Bernard Hickey was on Closeup TVNZ tonight explaining how their margins have widened. People are paying higher mortgages and investors are getting lower returns. But this isn’t all. A look at their website shows they are dealing in derivatives like spots, options and forwards. Then there are spot minors, forward majors etc. All sorts of “financial instruments”  that not even bankers understand themselves sometimes. This calls for a financial transaction tax.

And of course there is the small matter of fractional reserve banking and the fact that private banks create and control the money supply. No wonder their buildings are the biggest in each city. No wonder they make record profits when the country is in a recession.

Our policy is that “We would require corporations that choose to operate in more than one country to charter an independent local subsidiary in our country with majority ownership here.”

The TV item said that 95% of profits from our banks now go overseas. How can we maintain any national integrity when we are controlled by overseas owned banks? This issue must be a priority of any self respecting government.

Savings, Loans and Insurance entities

Savings, loans and insurance

Old style Savings Banks work very well

With the disappearance of the privilege of seignorage as a source of income, there will be diversion to investment in green business. The reinvention for the 21st century of safe regional savings and loans banks, savings pools, building societies, mutual insurance societies would be encouraged so that people could borrow money from others at a local level. Without the privilege of being able to create the nation’s money supply at a profit,  banks would then have 100% reserve, thus reverting to Savings and Loans Banks which lend out depositors’ money.

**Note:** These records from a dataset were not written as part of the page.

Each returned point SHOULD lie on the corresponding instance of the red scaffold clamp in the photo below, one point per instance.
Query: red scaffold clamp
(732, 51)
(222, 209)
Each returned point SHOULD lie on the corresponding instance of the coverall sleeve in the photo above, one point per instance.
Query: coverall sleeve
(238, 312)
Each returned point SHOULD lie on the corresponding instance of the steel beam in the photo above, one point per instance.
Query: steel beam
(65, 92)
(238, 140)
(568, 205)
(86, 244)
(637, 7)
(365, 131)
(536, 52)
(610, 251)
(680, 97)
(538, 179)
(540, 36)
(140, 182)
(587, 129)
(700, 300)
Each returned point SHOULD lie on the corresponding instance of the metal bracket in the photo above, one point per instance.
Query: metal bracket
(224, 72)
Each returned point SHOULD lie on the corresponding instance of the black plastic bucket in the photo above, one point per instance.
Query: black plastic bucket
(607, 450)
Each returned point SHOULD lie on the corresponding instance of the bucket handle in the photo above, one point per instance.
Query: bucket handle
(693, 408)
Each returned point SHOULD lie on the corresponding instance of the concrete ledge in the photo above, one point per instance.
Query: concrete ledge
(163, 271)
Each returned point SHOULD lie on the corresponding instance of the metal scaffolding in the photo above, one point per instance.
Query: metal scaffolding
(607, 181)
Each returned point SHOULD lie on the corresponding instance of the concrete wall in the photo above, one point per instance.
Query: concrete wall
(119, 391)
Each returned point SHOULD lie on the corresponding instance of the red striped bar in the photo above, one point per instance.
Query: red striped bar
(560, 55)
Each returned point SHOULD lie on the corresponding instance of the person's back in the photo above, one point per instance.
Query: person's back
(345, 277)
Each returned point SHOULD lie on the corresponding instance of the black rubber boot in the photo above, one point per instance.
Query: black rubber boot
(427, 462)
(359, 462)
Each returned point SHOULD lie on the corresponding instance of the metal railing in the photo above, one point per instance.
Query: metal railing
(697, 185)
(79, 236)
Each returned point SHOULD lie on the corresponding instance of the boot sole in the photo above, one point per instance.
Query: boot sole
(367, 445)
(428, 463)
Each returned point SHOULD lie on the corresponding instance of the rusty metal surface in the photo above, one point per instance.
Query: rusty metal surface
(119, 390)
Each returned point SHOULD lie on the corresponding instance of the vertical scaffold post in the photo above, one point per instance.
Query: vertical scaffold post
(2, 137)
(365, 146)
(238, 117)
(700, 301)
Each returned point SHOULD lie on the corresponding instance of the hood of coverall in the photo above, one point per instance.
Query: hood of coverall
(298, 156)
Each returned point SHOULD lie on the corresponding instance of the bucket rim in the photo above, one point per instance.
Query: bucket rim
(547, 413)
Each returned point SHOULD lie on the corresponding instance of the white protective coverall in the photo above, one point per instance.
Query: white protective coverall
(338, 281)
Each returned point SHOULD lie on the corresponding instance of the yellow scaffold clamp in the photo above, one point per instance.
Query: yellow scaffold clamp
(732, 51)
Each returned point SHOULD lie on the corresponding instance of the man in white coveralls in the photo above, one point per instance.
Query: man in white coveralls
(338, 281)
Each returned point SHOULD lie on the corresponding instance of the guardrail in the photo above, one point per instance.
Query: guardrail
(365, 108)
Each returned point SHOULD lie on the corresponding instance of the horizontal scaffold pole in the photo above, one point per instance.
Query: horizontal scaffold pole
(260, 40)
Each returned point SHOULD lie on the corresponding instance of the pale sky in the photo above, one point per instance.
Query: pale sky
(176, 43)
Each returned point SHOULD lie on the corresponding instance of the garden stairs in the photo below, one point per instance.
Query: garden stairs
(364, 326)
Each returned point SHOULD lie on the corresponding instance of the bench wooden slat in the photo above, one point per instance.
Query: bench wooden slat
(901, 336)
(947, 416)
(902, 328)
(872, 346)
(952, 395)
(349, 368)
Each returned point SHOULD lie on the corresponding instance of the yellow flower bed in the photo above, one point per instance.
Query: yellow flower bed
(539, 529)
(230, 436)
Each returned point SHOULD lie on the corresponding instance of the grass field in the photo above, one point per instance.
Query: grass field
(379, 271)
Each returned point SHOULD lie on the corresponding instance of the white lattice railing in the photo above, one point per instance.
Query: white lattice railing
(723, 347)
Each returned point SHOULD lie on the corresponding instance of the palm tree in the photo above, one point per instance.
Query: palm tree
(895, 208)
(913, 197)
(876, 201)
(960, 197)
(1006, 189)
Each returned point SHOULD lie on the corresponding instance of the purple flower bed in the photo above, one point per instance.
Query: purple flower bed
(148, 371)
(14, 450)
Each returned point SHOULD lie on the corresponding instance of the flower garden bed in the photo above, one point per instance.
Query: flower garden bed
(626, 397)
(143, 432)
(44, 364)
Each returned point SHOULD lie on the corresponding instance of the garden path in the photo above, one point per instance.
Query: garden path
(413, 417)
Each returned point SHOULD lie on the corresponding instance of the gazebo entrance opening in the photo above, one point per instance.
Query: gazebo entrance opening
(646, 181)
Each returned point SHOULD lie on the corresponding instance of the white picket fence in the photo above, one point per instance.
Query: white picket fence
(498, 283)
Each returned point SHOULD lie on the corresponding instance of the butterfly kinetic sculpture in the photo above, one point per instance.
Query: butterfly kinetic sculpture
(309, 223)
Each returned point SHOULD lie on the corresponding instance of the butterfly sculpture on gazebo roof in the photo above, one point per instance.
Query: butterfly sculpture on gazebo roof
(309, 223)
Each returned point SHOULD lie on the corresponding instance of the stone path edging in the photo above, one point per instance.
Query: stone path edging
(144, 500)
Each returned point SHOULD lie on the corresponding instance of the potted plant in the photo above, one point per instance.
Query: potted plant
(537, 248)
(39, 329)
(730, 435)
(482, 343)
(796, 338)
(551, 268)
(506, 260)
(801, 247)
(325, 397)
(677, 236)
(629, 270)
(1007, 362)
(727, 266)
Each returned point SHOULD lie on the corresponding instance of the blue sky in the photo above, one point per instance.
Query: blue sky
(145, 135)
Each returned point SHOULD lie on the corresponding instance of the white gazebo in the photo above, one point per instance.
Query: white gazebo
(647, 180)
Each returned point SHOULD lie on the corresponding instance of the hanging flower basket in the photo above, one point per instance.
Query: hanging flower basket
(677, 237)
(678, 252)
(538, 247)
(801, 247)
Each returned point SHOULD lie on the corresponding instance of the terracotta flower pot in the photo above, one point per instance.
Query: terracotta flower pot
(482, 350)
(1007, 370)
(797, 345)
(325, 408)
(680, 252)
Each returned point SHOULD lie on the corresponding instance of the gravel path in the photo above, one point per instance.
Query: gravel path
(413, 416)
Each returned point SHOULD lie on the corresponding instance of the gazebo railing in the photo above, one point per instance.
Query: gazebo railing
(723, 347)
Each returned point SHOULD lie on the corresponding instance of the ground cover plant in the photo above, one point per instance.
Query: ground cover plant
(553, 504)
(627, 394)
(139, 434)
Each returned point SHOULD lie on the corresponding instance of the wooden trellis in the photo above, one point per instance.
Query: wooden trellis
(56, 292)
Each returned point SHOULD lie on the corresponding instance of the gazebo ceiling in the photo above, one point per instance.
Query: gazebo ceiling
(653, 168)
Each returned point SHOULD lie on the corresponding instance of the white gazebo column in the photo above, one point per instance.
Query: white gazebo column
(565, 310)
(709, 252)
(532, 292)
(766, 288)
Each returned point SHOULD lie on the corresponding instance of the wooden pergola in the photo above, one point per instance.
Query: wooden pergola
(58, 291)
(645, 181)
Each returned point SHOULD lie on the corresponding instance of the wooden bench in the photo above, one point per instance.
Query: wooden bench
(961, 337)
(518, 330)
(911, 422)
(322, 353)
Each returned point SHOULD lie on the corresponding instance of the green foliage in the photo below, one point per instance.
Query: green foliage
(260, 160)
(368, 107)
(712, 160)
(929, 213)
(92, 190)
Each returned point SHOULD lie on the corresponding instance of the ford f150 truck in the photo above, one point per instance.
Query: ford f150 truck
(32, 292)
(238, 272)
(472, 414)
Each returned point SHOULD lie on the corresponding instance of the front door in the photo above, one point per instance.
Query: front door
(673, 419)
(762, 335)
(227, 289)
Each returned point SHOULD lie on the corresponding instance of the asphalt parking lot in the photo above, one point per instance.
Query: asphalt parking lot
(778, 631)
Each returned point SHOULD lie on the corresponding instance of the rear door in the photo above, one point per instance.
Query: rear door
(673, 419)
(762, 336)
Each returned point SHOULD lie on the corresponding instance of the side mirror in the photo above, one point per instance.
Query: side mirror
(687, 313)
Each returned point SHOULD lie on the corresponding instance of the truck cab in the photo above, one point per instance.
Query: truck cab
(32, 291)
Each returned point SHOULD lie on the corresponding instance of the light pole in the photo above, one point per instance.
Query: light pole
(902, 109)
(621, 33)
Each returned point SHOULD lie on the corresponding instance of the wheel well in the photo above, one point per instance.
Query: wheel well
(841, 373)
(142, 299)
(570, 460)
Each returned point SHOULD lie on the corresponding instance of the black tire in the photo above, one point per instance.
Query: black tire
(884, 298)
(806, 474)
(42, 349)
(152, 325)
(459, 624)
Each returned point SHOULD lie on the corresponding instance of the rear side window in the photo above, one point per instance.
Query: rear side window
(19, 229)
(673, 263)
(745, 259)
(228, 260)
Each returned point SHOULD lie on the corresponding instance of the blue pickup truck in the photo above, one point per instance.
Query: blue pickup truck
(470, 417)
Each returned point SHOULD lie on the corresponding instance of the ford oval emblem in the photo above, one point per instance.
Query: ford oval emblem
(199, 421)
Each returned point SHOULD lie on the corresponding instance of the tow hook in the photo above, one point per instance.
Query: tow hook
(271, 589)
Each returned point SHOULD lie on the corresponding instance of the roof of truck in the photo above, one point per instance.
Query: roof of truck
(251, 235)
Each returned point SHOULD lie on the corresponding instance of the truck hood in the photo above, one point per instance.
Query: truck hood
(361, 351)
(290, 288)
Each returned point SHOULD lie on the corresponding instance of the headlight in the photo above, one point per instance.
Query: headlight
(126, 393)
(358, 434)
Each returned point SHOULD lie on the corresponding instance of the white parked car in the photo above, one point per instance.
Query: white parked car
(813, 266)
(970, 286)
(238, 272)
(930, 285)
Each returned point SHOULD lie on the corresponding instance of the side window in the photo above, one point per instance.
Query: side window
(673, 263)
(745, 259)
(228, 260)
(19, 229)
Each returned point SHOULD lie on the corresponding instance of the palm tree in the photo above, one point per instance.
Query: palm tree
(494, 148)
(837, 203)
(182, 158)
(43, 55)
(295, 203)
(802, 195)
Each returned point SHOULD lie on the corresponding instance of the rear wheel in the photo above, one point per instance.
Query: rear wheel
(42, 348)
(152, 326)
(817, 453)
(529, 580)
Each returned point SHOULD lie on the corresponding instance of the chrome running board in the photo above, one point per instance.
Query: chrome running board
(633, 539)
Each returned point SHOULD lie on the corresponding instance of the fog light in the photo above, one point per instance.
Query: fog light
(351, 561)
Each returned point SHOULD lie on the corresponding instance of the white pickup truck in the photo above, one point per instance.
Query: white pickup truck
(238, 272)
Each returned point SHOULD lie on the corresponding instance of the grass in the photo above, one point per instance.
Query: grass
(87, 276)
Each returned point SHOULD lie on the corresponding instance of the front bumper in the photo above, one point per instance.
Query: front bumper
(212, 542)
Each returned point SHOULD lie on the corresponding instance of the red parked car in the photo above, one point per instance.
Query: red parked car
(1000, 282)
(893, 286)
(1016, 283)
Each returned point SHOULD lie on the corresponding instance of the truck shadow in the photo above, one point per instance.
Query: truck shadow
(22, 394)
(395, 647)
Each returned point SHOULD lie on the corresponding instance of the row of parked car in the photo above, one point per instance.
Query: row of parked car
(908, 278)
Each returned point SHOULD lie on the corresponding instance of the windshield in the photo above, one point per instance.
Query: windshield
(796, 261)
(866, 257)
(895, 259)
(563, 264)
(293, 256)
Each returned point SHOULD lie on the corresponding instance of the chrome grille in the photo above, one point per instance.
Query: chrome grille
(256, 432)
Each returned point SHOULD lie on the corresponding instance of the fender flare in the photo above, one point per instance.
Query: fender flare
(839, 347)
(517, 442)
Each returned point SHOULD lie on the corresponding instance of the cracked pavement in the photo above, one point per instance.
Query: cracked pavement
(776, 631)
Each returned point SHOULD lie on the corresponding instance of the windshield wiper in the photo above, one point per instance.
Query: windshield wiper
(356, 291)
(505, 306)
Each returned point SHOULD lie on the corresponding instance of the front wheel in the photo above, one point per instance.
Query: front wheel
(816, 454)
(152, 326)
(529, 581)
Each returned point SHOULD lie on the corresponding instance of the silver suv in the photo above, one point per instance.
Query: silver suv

David Korten in his New Economy Working Group Report, How to Liberate American from Wall Street Rule, has  suggested that the system of community banks, mutual savings and loans and credit unions is one with proven capacity to perform the desired functions. It worked throughout the 1940s to the 1960s. It was well regulated and decentralised banking system and provides a model to restore financial and economic integrity.